Broken down by service, the Chinese market is dominated by local systems like WeChat Pay and AliPay, both of which enjoyed over 80% adoption rates in 2018. Cash, bank cards, credit cards and bank apps follow, with Apple Pay listed as the most-used foreign service with 17% adoption.

Gerard du Toit, partner and head of Bain's banking and payments sector, notes countries like China and India are ripe for penetration due to their reliance on cash.

"China and India have been very cash-based economies — that has a pretty high hassle and friction factor," du Toit said. "Mobile payment is a dramatic improvement versus having to manage a whole bunch of cash."

Whereas Alibaba and Tencent offered attractive alternatives to traditional payments in a bid for Chinese consumer favor, India pushed the use of mobile payments to dissuade unrecorded cash transactions and thus reap consumption taxes.

The story is different in the U.S., where Apple Pay has a 9% adoption rate. By comparison, PayPal is used by 44% of American consumers, while credit card and cash boast respective adoption rates of 80% and 79%.

iStock-1134921314.jpg

There is little incentive for consumers to ditch credit cards, the top form of payment in America, for a mobile payment alternative, du Toit notes. In some cases, swiping or inserting a credit card into a point of sale terminal is easier than pulling out an iPhone, unlocking it and tapping it on an NFC reader.

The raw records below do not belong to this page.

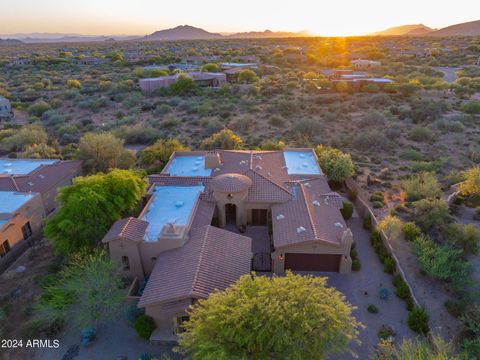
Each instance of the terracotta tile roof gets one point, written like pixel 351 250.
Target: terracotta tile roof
pixel 265 190
pixel 7 183
pixel 231 183
pixel 211 259
pixel 45 177
pixel 308 217
pixel 129 228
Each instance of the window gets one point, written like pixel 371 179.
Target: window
pixel 179 326
pixel 125 263
pixel 4 248
pixel 26 230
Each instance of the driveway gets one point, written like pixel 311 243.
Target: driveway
pixel 114 340
pixel 361 289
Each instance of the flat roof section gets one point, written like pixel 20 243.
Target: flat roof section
pixel 170 204
pixel 10 201
pixel 22 166
pixel 189 165
pixel 301 163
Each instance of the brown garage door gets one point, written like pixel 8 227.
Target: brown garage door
pixel 312 262
pixel 259 217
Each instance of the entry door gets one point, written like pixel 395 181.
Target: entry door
pixel 259 217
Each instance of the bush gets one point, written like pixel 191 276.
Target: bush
pixel 144 326
pixel 347 210
pixel 356 265
pixel 367 222
pixel 418 320
pixel 411 231
pixel 402 291
pixel 389 265
pixel 421 186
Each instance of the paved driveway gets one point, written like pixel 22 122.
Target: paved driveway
pixel 362 288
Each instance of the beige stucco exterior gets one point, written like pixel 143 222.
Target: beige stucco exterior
pixel 32 212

"A big driver of mobile adoption is just how big an improvement is it," du Toit said. "When it comes to the U.S., there is a good enough solution there already."

Integration is another issue. Credit cards are accepted by nearly all U.S. merchants and cash is, obviously, ubiquitous. Brick-and-mortar stores are beginning to adopt touchless solutions like Apple Pay, but the process often requires the purchase and installation of new hardware, as well as acceptance of an operator's terms.

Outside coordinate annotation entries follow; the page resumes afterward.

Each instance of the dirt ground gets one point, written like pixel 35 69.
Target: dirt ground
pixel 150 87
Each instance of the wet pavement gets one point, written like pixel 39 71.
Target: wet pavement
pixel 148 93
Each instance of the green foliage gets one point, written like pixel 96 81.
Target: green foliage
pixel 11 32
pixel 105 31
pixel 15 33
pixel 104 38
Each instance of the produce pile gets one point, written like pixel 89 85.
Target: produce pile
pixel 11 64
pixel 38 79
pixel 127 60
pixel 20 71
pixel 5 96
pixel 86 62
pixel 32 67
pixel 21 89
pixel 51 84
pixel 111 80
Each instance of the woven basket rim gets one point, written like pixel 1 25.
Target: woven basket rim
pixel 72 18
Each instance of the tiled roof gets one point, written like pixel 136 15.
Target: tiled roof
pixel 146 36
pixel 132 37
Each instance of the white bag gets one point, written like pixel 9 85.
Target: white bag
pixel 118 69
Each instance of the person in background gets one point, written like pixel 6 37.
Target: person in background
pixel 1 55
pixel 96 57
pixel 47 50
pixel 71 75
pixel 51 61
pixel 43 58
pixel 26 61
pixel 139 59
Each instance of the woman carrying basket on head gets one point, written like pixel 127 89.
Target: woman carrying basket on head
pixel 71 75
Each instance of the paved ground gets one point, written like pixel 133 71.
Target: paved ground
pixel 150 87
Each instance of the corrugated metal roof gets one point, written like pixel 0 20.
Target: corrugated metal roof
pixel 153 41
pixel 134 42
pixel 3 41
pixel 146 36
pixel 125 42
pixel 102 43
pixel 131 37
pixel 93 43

The report goes on to note that consumers are unlikely to stray from the rewards that have become part and parcel of the credit card experience. Mobile services are working to integrate similar offers. The Starbucks app, which offers users credits that go toward free food and drink, is one example. According to eMarketer, Starbucks' system is the most used app in the U.S. with 23.4 million users, the report said. Apple Pay is a close second with 22 million users and is followed by Google Pay's 11.1 million adopters.

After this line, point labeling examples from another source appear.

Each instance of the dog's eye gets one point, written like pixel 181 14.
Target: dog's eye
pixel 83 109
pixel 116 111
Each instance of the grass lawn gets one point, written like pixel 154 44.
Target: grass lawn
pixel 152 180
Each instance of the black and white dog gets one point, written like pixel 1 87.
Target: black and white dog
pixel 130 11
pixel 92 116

Apple is working to build out its rewards program with the recently released Apple Card, a branded credit card offered in partnership with Goldman Sachs. Through the Daily Cash system, users buying goods get a percentage of the purchase price back in cash, money that is automatically loaded onto their Apple Cash card for use or transfer to a bank account. Buying products and services from Apple nets 3% Daily Cash, Apple Pay transactions garner 2% cash back and all other purchases rate 1% back.

"The physical Apple card is going to drive liquidity into the mobile app, Apple Pay," said CB Insights senior analyst Arieh Levi. "That's not the only reason Apple is launching the card, but it's certainly a piece of it driving money to other parts of their ecosystem."

Apple CEO Tim Cook during the company's most recent earnings call in July said Apple Pay is seeing triple-digit growth around the world, with the service processing one billion transactions per month. The latter figure represents a two-fold increase from the same time last year.